The effect of carbamazepine, phenytoin, valproate, oxcarbazepine, lamotrigine and topiramate, that are among the most widely used antiepileptic drugs (AEDs), and of the new putative AED vinpocetine on the Ca2+ channel-mediated release of [3H]Glu evoked by high K+ in hippocampal isolated nerve endings was investigated. Results show that carbamazepine, oxcarbazepine and phenytoin reduced [3H]Glu release to high K+ to about 30% and 55% at concentrations of 500 μM and 1500 μM, respectively; lamotrigine and topiramate to about 27% at 1500 μM; while valproate failed to modify it. Vinpocetine was the most potent and effective; 50 μM vinpocetine practically abolished the high K+ evoked release of [3H]Glu. Comparison of the inhibition exerted by the AEDs on [3H]Glu release evoked by high K+ with the inhibition exerted by the AEDs on [3H]Glu release evoked by the Na+ channel opener, veratridine, shows that all the AEDs are in general more effective blockers of the presynaptic Na+ than of the presynaptic Ca2+ channel-mediated response.
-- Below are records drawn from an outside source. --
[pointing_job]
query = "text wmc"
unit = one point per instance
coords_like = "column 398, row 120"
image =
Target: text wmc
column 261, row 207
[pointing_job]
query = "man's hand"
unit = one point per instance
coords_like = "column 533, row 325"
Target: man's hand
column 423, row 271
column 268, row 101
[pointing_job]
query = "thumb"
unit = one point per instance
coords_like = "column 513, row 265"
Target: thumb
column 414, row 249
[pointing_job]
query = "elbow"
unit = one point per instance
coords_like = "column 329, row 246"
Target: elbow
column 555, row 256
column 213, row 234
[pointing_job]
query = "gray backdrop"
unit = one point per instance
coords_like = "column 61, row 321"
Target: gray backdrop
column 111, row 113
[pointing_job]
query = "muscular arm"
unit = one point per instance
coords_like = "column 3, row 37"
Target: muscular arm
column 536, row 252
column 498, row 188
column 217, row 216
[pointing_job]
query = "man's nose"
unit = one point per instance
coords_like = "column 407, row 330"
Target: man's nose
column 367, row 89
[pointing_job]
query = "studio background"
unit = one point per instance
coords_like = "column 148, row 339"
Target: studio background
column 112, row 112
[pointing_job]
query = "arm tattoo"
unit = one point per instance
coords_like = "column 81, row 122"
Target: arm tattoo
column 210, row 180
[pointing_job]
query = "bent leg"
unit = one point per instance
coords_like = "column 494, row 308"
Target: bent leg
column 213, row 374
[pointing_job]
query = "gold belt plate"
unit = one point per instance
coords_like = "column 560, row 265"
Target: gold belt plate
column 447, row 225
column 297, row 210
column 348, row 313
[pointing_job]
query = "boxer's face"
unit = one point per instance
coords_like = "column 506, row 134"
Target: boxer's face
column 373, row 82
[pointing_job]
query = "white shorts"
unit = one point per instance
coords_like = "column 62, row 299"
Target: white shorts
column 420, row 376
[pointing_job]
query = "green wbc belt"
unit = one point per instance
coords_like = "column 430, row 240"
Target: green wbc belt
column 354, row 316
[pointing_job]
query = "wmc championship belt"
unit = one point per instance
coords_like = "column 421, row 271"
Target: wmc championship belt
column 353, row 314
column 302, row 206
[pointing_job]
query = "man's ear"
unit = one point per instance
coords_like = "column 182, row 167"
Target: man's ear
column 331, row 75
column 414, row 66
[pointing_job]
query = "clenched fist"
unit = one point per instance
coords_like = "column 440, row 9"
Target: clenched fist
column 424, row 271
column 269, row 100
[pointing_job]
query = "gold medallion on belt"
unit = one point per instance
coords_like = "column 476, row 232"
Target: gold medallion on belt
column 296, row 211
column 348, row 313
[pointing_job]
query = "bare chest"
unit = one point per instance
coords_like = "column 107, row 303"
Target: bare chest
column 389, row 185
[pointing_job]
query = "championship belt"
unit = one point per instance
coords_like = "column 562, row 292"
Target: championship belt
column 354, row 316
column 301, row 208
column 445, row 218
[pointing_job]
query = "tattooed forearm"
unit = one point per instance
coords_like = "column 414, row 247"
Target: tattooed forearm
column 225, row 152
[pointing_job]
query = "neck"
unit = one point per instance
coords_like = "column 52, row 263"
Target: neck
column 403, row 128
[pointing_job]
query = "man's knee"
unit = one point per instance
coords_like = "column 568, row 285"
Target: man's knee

The high doses of AEDs required to control seizures are frequently accompanied by adverse secondary effects. Therefore, the higher potency and efficacy of vinpocetine to reduce the permeability of presynaptic ionic channels controlling the release of the most important excitatory neurotransmitter in the brain must be advantageous in the treatment of epilepsy.